So, last week Adobe moved Alchemy onto the labs website.
I have been interested (and genuinely excited) in this project from the first murmurs of it.
C/C++ to AVM2 byte-code. Sounds great for our development team. We have loads of cross-platform C/C++ skills and very good knowledge of the Flash Player AVM [pdf].
So I have been racking my brain on some really cool uses for it.
The most obvious benefit of Alchemy is that of re-using the vast amounts of already written C/C++ code out in the wild and what we also have in-house.
This however, is not without issues…
To make use of existing C/C++ code it must firstly be platform independent (or at least have very little platform dependence) and secondly be portable to the Alchemy compiler.
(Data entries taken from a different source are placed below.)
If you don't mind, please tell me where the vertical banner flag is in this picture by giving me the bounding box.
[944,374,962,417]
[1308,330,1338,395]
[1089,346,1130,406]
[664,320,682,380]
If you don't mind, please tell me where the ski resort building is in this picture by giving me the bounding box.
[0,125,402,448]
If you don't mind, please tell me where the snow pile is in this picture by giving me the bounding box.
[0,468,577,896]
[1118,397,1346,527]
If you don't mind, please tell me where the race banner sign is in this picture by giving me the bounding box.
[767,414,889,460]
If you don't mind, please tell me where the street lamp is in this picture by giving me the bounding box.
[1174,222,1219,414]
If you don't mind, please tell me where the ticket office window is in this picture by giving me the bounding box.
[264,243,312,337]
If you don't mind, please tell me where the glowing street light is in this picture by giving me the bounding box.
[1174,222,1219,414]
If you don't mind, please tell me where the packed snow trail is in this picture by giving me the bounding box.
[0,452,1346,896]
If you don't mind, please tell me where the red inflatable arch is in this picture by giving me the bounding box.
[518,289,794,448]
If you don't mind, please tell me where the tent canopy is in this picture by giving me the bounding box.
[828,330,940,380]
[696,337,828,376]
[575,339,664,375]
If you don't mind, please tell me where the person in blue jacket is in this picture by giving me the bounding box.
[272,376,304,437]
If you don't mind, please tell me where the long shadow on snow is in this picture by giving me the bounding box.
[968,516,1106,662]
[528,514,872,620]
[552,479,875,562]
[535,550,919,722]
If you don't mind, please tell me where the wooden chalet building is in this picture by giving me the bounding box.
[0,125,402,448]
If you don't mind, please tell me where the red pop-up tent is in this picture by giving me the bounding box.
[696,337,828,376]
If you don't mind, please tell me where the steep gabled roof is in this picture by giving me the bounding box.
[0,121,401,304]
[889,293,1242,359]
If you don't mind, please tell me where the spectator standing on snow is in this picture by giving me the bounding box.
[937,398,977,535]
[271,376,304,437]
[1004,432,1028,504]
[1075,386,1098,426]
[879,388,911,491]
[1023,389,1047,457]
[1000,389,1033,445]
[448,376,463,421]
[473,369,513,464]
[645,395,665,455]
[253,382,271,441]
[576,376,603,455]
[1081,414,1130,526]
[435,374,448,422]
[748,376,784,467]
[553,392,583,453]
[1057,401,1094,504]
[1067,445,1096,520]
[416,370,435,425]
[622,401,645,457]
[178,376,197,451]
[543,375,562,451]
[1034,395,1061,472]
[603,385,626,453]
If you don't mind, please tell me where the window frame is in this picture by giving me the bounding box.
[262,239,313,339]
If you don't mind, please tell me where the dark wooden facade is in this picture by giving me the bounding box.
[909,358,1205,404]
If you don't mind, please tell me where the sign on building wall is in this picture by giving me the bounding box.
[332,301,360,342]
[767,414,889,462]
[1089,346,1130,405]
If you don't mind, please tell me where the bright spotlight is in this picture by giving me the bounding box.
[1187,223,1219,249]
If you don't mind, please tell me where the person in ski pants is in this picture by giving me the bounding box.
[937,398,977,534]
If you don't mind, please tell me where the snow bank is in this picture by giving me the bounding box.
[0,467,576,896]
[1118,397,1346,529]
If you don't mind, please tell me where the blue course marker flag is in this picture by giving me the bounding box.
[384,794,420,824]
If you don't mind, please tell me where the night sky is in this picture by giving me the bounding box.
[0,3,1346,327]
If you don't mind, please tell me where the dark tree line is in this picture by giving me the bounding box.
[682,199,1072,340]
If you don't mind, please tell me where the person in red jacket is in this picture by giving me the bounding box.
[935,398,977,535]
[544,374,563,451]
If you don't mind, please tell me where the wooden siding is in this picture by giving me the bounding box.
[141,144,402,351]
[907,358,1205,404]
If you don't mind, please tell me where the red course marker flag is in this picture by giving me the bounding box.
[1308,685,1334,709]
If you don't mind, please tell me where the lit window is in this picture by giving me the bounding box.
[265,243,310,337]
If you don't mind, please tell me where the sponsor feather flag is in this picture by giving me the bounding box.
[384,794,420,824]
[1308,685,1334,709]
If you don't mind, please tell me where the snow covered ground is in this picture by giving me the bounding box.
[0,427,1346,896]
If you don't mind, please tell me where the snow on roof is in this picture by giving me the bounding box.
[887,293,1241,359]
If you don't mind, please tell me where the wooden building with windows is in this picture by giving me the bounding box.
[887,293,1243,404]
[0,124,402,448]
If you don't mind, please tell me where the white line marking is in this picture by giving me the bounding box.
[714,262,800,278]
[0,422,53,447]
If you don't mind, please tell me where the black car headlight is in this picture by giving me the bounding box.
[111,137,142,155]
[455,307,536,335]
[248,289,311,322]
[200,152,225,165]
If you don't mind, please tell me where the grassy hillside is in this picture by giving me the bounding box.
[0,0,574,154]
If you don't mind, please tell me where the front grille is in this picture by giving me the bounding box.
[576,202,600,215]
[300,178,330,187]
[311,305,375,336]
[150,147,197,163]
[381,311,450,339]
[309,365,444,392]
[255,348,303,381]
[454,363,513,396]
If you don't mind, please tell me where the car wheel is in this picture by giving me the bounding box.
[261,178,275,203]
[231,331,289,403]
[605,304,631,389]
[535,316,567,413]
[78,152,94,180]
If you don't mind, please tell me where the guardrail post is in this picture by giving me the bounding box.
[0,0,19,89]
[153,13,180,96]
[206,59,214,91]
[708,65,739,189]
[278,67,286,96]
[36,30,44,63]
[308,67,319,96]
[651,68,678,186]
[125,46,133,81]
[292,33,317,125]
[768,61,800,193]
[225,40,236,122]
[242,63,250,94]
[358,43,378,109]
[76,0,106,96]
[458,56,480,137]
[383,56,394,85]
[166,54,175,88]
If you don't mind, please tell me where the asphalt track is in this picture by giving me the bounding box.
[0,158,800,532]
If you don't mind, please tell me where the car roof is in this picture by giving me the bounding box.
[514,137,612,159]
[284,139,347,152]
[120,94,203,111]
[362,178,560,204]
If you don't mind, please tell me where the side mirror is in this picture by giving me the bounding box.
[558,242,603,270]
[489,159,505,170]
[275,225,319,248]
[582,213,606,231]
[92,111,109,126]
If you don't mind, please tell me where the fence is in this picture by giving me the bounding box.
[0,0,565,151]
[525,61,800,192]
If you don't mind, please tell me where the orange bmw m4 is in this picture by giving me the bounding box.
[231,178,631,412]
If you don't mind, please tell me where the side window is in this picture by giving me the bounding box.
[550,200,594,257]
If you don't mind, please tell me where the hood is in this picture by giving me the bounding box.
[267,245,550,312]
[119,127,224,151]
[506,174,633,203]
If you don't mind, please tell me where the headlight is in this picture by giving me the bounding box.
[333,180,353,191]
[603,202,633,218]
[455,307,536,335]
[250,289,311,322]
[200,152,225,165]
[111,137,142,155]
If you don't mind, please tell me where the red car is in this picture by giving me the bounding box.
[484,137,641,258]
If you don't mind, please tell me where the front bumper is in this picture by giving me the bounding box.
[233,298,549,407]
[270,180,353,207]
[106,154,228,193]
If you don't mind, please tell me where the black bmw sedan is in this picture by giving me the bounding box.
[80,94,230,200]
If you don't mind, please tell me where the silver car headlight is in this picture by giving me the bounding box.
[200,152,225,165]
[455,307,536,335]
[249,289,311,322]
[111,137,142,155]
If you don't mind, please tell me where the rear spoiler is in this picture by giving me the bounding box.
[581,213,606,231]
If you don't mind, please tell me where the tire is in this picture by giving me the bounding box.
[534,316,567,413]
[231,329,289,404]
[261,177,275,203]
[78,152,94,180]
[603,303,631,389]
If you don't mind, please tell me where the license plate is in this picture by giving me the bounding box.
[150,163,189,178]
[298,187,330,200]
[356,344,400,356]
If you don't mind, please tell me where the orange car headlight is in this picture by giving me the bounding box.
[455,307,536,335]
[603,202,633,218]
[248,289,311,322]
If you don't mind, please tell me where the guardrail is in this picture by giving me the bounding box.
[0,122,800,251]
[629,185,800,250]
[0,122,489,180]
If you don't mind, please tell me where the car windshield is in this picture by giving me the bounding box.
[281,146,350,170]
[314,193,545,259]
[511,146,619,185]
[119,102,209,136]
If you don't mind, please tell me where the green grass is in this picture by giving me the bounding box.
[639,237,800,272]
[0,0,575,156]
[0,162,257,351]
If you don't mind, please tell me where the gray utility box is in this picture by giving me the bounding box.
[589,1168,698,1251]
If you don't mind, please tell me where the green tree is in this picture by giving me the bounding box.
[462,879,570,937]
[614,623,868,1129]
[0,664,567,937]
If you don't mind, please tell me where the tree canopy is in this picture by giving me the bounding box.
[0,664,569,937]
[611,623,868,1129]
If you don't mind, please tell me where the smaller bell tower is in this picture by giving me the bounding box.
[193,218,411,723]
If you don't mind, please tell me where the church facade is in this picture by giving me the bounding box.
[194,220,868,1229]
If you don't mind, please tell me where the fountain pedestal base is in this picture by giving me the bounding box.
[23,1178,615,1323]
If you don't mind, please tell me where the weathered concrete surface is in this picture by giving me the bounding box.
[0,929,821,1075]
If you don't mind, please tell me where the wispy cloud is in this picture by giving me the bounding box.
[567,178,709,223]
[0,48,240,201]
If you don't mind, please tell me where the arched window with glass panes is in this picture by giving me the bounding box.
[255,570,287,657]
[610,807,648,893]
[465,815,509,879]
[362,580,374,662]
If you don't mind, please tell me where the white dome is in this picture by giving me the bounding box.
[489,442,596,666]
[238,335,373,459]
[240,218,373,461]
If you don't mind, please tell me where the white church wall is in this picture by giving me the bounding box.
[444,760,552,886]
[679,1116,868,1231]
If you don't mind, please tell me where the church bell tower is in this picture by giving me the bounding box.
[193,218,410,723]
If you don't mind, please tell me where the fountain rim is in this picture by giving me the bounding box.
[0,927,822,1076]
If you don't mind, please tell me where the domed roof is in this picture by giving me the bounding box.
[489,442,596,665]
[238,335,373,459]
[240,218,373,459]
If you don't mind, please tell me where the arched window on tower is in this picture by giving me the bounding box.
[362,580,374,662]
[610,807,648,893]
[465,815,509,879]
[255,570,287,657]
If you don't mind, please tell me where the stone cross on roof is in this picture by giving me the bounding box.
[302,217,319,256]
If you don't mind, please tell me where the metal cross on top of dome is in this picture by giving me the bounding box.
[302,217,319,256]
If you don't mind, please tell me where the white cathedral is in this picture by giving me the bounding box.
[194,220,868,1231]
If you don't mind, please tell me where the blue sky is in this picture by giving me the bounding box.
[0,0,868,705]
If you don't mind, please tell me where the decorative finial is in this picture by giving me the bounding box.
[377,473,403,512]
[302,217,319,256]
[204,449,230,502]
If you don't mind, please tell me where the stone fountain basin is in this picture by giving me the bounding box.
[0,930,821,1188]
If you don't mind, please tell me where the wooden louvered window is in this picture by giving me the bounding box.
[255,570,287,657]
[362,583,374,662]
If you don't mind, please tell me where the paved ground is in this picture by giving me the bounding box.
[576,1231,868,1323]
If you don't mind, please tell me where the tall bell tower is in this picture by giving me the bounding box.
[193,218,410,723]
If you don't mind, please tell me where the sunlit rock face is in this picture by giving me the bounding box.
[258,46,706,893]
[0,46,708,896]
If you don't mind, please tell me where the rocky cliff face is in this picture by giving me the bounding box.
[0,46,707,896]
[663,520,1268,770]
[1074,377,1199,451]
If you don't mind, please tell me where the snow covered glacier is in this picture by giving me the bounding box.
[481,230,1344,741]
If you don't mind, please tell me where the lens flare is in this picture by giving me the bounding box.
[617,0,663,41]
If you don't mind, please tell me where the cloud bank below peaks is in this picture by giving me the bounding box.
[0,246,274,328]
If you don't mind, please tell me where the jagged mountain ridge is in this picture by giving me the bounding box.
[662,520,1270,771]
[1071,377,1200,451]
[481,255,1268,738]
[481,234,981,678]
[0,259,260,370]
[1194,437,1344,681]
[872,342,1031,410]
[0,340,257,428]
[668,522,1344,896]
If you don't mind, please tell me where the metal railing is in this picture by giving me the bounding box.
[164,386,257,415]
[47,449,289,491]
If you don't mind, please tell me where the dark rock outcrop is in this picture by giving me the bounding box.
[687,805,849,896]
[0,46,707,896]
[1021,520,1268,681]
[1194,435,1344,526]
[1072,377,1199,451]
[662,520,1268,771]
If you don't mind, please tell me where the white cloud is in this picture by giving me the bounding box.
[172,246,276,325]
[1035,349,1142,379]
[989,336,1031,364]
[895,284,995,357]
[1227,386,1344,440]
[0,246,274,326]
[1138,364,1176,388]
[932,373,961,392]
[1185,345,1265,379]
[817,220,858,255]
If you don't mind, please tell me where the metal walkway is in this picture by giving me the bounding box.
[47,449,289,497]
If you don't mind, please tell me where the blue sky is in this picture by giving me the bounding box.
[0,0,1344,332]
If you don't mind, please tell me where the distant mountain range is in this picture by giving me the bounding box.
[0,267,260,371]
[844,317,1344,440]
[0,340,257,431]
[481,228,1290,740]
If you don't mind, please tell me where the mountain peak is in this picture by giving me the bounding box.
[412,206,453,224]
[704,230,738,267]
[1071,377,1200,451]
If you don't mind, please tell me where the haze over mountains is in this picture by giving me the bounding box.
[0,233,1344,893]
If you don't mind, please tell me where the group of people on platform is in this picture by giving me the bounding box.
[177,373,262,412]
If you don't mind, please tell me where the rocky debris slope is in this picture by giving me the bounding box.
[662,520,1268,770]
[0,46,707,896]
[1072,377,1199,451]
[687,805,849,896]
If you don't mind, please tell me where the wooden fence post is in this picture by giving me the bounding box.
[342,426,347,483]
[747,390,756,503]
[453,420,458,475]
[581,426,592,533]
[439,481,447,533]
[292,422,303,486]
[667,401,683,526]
The next issue is that of relevance. Is it really worth the effort porting existing C/C++ code to compile against the Alchemy compiler (and I can assure you this is not going to be trivial in 9/10 cases) when you may as well do a language port – e.g. re-write in AS3?
At the moment, there are possibly a few cases where using Alchemy will yield a speed increase over compiled AS3.
This is because the current Alchemy compiled byte-code makes use of a couple of undocumented AVM2 op-codes. However, I assume these speed improvements will filter down to the actionscript 3 compiler at some point.
So whats the future for Alchemy?
Lets assume that these undocumented op-codes get used by the AS3 compiler so that there is no speed advantage of Alchemy and that porting existing C/C++ code to compile with Alchemy takes significant time.
This leaves no advantage at all.
However, lets assume Adobe choose to keep Alchemy with speed advantages over the AS3 compiler. They would then have a commercial product offering for specialized use cases.